Bar chart and satellite map of steel production activity in Asia

The mean steel plant activity in Asia, based on observed plants, shows a decline in October 2025 to 23%, significantly lower than the levels observed in the preceding months. Atibir Industries showed consistently high activity from April to September 2025, ranging from 72% to 75%. Tata Metaliks West Bengal steel plant maintained relatively stable activity between May and October 2025, fluctuating between 66% and 70%. Jayaswal Neco Industries Raipur steel plant also exhibited stable activity from May to October 2025, ranging from 60% to 74%. The Indian plants consistently operated above the mean Asian activity level during the monitored period, indicating stable production relative to the regional average. The overall lower mean activity in Asia for October appears to be driven by other plants not specified in the provided activity data.

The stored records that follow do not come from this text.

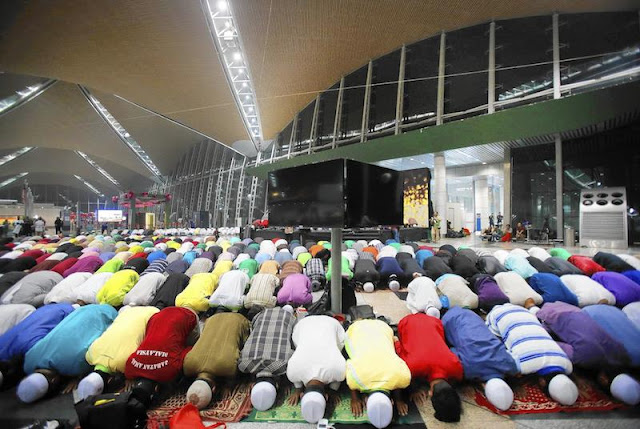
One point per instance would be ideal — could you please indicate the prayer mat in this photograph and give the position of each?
(341, 413)
(530, 399)
(230, 405)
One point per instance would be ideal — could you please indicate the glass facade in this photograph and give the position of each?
(533, 184)
(595, 50)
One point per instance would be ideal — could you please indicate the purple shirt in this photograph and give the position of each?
(296, 289)
(586, 343)
(623, 288)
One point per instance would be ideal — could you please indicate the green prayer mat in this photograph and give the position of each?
(341, 414)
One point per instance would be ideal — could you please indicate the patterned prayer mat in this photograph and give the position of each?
(230, 405)
(530, 399)
(341, 413)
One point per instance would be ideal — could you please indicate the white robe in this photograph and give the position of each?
(318, 356)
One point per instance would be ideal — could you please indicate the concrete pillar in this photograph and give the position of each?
(506, 188)
(481, 201)
(440, 190)
(559, 206)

Atibir Industries, a ResponsibleSteel certified integrated (BF) steel plant in Jharkhand, India, with a crude steel capacity of 600 ttpa using BOF technology, exhibited high and consistent activity (72%-75%) between April and September 2025. Activity data is not available for October. This stable production does not directly correlate with any of the provided news articles concerning China’s output or PPI, indicating potentially independent market dynamics for this plant.

Tata Metaliks West Bengal steel plant, a ResponsibleSteel certified integrated (BF) plant in West Bengal, India, with a crude steel capacity of 255 ttpa, showed stable activity between May and October 2025 (66%-70%). As with Atibir Industries, the plant’s stable activity appears independent of the Chinese market fluctuations reported in the provided news articles.

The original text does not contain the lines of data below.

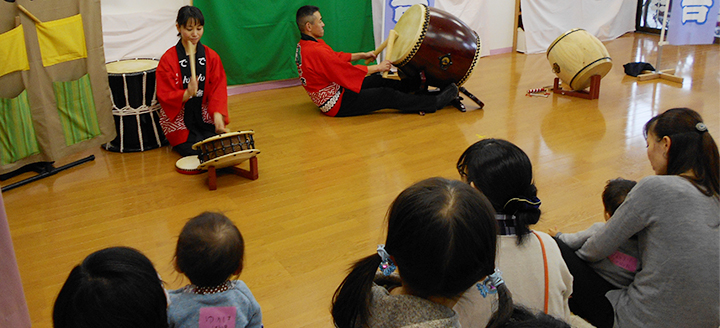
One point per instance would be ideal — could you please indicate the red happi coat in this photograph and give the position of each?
(326, 74)
(170, 92)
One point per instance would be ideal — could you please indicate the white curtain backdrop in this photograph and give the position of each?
(139, 28)
(545, 20)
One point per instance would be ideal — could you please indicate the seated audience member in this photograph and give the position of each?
(674, 213)
(617, 270)
(530, 261)
(441, 239)
(115, 287)
(210, 253)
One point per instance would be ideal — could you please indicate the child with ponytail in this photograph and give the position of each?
(441, 240)
(531, 262)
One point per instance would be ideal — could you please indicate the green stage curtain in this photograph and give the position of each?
(76, 109)
(17, 134)
(256, 39)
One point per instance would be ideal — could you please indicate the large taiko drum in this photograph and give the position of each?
(436, 43)
(576, 56)
(135, 106)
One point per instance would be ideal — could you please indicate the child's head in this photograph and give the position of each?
(117, 285)
(614, 194)
(441, 234)
(503, 173)
(431, 226)
(210, 250)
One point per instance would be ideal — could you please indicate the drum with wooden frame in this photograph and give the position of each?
(576, 56)
(434, 45)
(227, 149)
(135, 106)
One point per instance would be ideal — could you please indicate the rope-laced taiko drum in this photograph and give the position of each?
(135, 106)
(576, 56)
(434, 44)
(227, 149)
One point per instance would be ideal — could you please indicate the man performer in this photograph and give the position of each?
(342, 89)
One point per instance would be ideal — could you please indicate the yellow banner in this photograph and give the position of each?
(13, 52)
(62, 40)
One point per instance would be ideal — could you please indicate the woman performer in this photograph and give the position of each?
(193, 107)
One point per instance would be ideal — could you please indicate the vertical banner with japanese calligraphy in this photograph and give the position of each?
(692, 22)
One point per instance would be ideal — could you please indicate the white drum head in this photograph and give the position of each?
(409, 29)
(188, 165)
(131, 66)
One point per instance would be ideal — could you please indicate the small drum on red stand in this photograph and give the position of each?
(576, 56)
(135, 106)
(224, 150)
(227, 149)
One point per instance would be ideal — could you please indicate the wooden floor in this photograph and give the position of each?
(325, 183)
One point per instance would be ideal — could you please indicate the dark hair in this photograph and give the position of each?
(210, 250)
(692, 148)
(442, 235)
(524, 318)
(304, 15)
(190, 12)
(115, 287)
(503, 173)
(615, 192)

Jayaswal Neco Industries Raipur steel plant, a ResponsibleSteel certified integrated (BF and DRI) plant in Chhattisgarh, India, with a crude steel capacity of 1200 ttpa, also demonstrated stable activity between May and October 2025 (60%-74%). The plant utilizes both BF and DRI technologies, and its stable operation does not show a direct relationship with the news concerning China’s production cuts or PPI decreases.

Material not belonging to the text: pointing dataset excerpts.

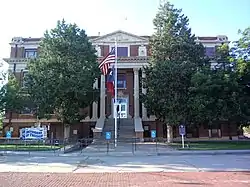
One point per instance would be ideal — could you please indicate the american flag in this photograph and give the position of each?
(105, 63)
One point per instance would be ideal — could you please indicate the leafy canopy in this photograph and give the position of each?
(61, 80)
(175, 58)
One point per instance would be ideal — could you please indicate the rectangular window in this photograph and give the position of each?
(122, 51)
(210, 51)
(121, 81)
(30, 53)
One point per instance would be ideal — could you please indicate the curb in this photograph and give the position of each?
(226, 152)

Despite overall industrial output increases in China as noted in “Industrial output of China’s steel sector up 5.7 percent in Jan-Sept 2025”, September witnessed a production cut. This decline, as well as the rising CISA mills output and stocks (“CISA mills’ daily crude steel output up 7.5% in early October 2025, stocks also up“), indicate potential volatility in Chinese supply chains. This increased volatility, coupled with the PPI decline (“China’s steel industry PPI down 8.6 percent in January-September 2025”), suggests downward pressure on steel prices originating from China.

Given the reported fluctuations in Chinese steel production and the relatively stable activity observed in the provided Indian steel plants, procurement professionals should:

  • Diversify Procurement: Actively explore and validate alternative steel sources outside of China, specifically in India, to mitigate potential supply disruptions caused by Chinese production volatility, as evidenced by “China cuts steel production to 73 million tons in September” and “China’s crude steel output totals 73.49 million mt in Sept, down 2.9% in Jan-Sept 2025“. Focus procurement on Indian plants that were identified above as keeping a high and steady production rate.
  • Negotiate Pricing: Leverage the reported PPI decline in China (“China’s steel industry PPI down 8.6 percent in January-September 2025”) in price negotiations with Chinese suppliers to secure more favorable terms.
  • Monitor Inventory: Closely monitor finished steel inventories held by CISA member mills, as reported in “CISA mills’ daily crude steel output up 7.5% in early October 2025, stocks also up”. A significant increase in inventories could signal weaker demand and potential for further price concessions.
  • Assess Coke Supply Chains: Given the rise in Chinese coke output (“China’s coke output rises by 3.5 percent in January-September 2025“), assess the reliability and pricing of coke supply chains, particularly for integrated steel producers relying on BF technology. No further implications can be deduced, however, since the plants observed activity level doesn’t seem impacted.